Alors, enveloppé dans cet étau d'angoisse, la toux reprit, le sang sur les doigts, les mots qui remontaient et lui brûlaient dans la gorge, la sensation de suffoquer. Ses dents cognèrent entre elles, comme le sang dans ses tempes, puis elles tombèrent. Une par une. Cling, cling, dans la boue. Cling, cling, contre le bois, son bras, la coupelle entre ses doigts. Il se força à écouter, pour ne pas oublier. Cling, Cling, Cling à jamais retentit dans ses oreilles. Dans la boue, sur le bois, bras, coupelle... Puis, Arthur les ramassa. Une par une. Les ramasser dans la boue, le métal, effleurer un bras, embrasser le froid — la mort elle-même, peut-être ? —, les faire tomber dans la coupelle, une par une.
Elle le connaissait.
Arthur se pencha sur sa main, sur ses dents, sur le sang chaud et humide. Ce n'était pas des dents, mais des mots. Des épines. Sa main était couverte d'épines !
Oh, qu'il préférerait la traverser à la nage cette foutue mer !
Et Arthur n'eut pas d'autres choix. Il les coucha sur le papier ces épines, et les laissa lui montrer celui qu'il était devenu. Celui qu'elle ne connaissait pas encore, celui qu'elle ne voudrait jamais connaître.

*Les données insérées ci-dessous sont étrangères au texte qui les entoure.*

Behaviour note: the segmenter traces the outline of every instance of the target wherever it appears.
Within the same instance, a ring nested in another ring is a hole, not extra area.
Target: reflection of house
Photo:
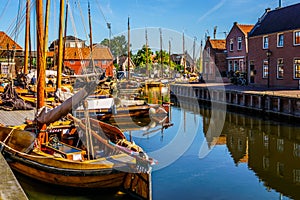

Il les regarda se mouver, se transformer, la faire le haïr. Les épines piquaient, ses yeux aussi. Arthur ne sut dire si cela était dû aux larmes de frustration, ou bien à cause du froid, mais il lui vint une idée. Il étala ces épines, elles s'enfoncèrent dans la paume de sa main, lui firent pisser le sang, qui se mélangea à la boue, à la crasse, aux seules choses qui ne resterait pas après ça. Faute de savoir former les mots justes, Arthur créa des formes, des courbes. Et par son seul talent, il illustra la mort, sa solitude, le visage émacié de ses frères, ceux qu'il ne reconnaissait plus que par leurs prénoms.
Ce fut glaçant pour lui de voir à quel point cela lui venait rapidement.
Avant, Arthur aimait dessiner les chevaux. Maintenant, il ne pouvait plus en voir la couleur d'un. S'il devait en dessiner aujourd'hui, ce seraient les tripes qui viendraient en premier, puis le reste. Mais le reste était dérisoire, la couleur des tripes serait omniprésente, trop envahissante. Même pour lui.
Alors il se contenta des regards, des rats, et de la fumée omniprésente qui les faisait tousser depuis des semaines. Il lui raconta le froid, la faim, la peur et le mal du pays.
Il lui raconta tout cela une seule fois, rien qu'une. Une seule fois suffirait.
Arthur n'avait jamais vraiment su manier les mots, jouer avec eux afin de leur donner de la constance. Alors, lorsqu'il reçut une lettre en provenance de l'autre côté de la Manche, de la part de celle pour qui, il serait capable de la traverser en nageant cette foutue mer, les mots devinrent un piège, car aucun mot ne pouvait décrire l'horreur de ce qu'ils vivaient lui, et les autres, coincés en France et plus violemment, dans leurs têtes.